Identify the common words in a data set

This example pipeline demonstrates how to calculate the frequency of common words appearing in a data set of tokenized sentences.

Download this pipeline.

Configure the JSON Generator Snap to pass your input data.
The input data contains an array of tokens created using the Yelp data set. Learn more on how to create similar arrays.
Note: In this example, we use the JSON Generator Snap. However, you can replace the JSON Generator Snap with any Snap of your choice, such as the Chunker, Constant, File Reader, or S3 File Reader Snaps.

Configure the Mapper Snap as $text to retain only the text from the input document.

On validation, the Snap displays the mapped data to be further used in the Bag of Words Snap.

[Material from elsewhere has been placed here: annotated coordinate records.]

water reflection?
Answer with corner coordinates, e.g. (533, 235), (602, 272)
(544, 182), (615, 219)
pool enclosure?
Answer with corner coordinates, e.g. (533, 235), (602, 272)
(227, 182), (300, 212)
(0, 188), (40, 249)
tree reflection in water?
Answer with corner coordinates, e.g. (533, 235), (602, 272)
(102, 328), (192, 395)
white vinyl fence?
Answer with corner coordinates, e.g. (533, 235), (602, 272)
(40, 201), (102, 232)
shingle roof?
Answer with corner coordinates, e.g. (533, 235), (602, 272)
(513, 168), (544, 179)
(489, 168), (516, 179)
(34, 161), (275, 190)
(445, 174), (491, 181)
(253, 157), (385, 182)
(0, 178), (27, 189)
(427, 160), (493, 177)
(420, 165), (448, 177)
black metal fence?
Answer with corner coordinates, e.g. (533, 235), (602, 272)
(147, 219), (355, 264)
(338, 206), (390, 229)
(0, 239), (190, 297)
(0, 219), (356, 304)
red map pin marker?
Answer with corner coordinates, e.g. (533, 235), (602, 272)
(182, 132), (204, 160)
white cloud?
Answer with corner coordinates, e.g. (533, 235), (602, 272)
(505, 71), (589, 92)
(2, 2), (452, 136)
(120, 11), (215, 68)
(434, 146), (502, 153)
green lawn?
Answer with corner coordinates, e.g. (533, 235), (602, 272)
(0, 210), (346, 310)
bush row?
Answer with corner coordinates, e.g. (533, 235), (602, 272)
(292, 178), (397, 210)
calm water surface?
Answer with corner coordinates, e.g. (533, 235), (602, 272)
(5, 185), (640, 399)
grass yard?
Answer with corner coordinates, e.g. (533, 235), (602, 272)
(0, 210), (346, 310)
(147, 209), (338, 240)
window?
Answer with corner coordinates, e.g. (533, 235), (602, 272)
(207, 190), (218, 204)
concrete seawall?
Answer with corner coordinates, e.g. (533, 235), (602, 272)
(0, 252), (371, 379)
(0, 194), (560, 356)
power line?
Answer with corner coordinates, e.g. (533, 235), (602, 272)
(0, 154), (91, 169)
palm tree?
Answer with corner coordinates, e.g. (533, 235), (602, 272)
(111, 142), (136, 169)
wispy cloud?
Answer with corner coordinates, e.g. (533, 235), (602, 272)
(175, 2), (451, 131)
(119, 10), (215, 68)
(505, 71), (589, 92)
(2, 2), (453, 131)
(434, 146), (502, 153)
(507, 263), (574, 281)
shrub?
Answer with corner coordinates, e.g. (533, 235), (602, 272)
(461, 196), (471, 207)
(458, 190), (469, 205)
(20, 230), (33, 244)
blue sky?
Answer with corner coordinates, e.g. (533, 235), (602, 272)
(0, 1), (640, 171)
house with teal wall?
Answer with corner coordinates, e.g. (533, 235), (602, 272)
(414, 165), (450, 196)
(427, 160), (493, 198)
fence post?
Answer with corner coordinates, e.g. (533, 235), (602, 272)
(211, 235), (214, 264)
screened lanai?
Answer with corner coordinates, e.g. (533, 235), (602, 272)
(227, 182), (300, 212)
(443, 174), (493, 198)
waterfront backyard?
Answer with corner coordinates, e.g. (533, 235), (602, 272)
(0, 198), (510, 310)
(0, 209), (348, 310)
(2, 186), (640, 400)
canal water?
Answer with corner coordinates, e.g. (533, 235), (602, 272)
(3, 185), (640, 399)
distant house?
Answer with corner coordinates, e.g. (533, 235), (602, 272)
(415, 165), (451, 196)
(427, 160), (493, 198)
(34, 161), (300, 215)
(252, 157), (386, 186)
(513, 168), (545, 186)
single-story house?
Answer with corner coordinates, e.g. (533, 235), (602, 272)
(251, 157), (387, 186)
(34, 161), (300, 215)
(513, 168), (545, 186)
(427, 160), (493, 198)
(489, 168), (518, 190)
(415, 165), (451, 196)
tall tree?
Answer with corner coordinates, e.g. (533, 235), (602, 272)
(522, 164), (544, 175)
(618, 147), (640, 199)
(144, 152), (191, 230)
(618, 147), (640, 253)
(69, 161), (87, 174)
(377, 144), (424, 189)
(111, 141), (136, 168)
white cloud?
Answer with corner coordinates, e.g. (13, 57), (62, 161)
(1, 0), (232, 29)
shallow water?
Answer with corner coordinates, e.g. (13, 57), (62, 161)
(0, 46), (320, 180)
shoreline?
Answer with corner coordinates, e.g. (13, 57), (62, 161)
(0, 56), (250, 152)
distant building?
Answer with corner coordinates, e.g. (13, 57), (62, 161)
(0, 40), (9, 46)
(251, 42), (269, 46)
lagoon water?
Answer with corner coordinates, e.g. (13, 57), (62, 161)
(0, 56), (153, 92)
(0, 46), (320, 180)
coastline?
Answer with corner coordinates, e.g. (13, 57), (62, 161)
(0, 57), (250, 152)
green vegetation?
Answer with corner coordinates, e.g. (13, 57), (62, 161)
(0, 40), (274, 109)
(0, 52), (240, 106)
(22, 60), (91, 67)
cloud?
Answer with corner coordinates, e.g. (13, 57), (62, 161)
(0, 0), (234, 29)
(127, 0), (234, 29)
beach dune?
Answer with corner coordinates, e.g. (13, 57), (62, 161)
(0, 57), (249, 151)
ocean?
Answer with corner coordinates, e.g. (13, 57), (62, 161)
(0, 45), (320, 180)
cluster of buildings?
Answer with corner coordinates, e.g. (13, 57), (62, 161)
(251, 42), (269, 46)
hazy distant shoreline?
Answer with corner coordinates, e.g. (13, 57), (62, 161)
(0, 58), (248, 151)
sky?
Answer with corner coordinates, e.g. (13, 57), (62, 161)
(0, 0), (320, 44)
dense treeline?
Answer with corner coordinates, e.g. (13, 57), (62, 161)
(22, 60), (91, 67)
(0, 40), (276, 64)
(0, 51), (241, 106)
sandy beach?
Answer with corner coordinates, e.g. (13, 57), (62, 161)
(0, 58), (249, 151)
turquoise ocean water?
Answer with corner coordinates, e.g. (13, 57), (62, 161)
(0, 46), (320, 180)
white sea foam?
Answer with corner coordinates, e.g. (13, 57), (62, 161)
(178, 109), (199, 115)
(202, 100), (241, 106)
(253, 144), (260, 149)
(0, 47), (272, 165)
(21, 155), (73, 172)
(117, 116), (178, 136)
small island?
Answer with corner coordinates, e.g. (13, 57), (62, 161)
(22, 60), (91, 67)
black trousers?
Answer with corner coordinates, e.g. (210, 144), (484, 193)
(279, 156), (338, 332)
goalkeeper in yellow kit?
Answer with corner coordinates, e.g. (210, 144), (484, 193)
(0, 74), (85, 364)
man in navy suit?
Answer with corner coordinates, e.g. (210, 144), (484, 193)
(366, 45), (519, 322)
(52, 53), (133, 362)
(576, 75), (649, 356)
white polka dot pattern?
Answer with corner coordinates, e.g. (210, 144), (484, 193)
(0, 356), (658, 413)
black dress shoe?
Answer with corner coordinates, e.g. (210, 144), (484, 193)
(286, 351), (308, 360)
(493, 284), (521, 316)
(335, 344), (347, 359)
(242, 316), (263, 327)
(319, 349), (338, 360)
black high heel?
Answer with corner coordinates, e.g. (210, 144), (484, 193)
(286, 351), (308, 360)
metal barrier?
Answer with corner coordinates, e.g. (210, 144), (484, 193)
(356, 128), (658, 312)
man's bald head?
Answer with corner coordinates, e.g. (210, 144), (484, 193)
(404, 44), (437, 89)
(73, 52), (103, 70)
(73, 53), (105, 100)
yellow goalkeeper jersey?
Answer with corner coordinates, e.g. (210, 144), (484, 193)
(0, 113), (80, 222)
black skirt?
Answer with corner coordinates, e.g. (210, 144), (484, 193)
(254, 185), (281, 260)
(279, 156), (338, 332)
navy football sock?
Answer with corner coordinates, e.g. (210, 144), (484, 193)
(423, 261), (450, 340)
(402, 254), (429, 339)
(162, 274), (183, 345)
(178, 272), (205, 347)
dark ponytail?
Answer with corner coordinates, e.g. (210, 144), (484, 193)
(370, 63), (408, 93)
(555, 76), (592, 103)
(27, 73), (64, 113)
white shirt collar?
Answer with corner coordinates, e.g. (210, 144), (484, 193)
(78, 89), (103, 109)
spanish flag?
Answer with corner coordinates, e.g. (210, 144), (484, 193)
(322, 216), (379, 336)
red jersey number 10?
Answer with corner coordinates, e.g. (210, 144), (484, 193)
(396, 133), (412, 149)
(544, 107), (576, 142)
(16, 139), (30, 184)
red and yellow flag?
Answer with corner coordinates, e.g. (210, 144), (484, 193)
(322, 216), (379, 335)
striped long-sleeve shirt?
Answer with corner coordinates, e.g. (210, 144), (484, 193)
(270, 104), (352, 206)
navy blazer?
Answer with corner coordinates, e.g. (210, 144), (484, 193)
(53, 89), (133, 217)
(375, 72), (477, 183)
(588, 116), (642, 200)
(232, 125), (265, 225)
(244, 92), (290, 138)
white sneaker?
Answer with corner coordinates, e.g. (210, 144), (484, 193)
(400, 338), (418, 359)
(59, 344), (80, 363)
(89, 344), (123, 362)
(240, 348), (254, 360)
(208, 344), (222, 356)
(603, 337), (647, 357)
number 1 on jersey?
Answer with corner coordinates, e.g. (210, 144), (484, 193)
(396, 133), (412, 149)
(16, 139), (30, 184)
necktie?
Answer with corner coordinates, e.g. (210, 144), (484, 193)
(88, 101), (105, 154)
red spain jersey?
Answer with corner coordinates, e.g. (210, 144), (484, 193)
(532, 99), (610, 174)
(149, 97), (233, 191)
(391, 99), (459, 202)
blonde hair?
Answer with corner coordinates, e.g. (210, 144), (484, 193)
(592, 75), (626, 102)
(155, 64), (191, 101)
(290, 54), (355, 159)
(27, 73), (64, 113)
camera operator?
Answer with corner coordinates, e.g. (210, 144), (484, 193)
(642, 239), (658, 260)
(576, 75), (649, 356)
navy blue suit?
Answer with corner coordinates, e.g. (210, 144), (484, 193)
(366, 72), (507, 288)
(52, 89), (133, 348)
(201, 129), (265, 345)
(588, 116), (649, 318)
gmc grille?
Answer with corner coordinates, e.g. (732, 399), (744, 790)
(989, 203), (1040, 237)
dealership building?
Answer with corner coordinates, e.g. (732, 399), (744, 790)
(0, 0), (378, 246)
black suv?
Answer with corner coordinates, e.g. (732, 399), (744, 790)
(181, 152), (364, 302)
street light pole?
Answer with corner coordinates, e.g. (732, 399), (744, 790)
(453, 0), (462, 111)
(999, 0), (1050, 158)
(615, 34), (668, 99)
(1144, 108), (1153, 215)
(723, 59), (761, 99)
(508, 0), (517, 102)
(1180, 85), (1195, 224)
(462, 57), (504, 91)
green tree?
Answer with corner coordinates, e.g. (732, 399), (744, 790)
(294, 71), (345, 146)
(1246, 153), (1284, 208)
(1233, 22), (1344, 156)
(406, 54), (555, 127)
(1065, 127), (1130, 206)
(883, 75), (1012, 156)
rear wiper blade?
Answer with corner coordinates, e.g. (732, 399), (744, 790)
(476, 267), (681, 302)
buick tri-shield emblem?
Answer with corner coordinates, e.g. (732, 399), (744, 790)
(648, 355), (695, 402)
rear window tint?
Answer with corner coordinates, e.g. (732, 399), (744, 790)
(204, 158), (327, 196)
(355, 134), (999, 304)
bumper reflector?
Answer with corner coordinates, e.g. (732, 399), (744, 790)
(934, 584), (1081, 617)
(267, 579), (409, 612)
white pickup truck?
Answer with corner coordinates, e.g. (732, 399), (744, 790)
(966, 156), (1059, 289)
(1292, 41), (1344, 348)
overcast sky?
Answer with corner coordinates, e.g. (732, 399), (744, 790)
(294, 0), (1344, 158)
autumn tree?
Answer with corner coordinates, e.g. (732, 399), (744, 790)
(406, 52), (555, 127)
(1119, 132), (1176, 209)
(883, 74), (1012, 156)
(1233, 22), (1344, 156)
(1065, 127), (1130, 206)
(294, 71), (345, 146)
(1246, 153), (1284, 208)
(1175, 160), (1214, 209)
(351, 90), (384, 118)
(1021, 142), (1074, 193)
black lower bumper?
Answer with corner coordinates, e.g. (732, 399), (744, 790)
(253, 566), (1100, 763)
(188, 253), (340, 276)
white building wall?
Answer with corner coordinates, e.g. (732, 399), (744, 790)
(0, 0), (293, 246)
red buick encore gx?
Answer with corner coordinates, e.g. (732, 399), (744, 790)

Mapper Snap configuration	Mapper Snap output

Configure the File Reader Snap to read the contents of the yelp_common_words.json file, which contains the top 100 common words from the Yelp data set.

Learn more on how to create similar arrays with an example provided in the Tokenizer documentation. On validation, the Snap displays the read contents of the yelp_common_words.json file.


File Reader Snap configuration	File Reader Snap output

Configure the JSON Parser Snap to parse JSON data from the binary data input.
On validation, the Snap provides a document to further use in the Bag of Words Snap.

Configure the Bag of Words Snap with two input views:

Connect the first input view to the Mapper Snap to process the array of tokenized words in each sentence.
Connect the second input view to the JSON Parser Snap to use the array list of the frequency of the 100 most common words for the same data set.

On validation, the Snap displays a detailed document outlining the frequency with which the set of common words appears in each tokenized sentence, providing valuable insights into word usage patterns in the data set.


Bag of Words Snap configuration	Bag of Words Snap output

Note: After the data is generated, you can use Snaps such as the Filter and Aggregate Snaps for advanced processing. You can also use AgentCreator to integrate machine learning models.

To successfully reuse pipelines:

Download and import the pipeline into the SnapLogic Platform.
Configure Snap accounts, as applicable.
Provide pipeline parameters, as applicable.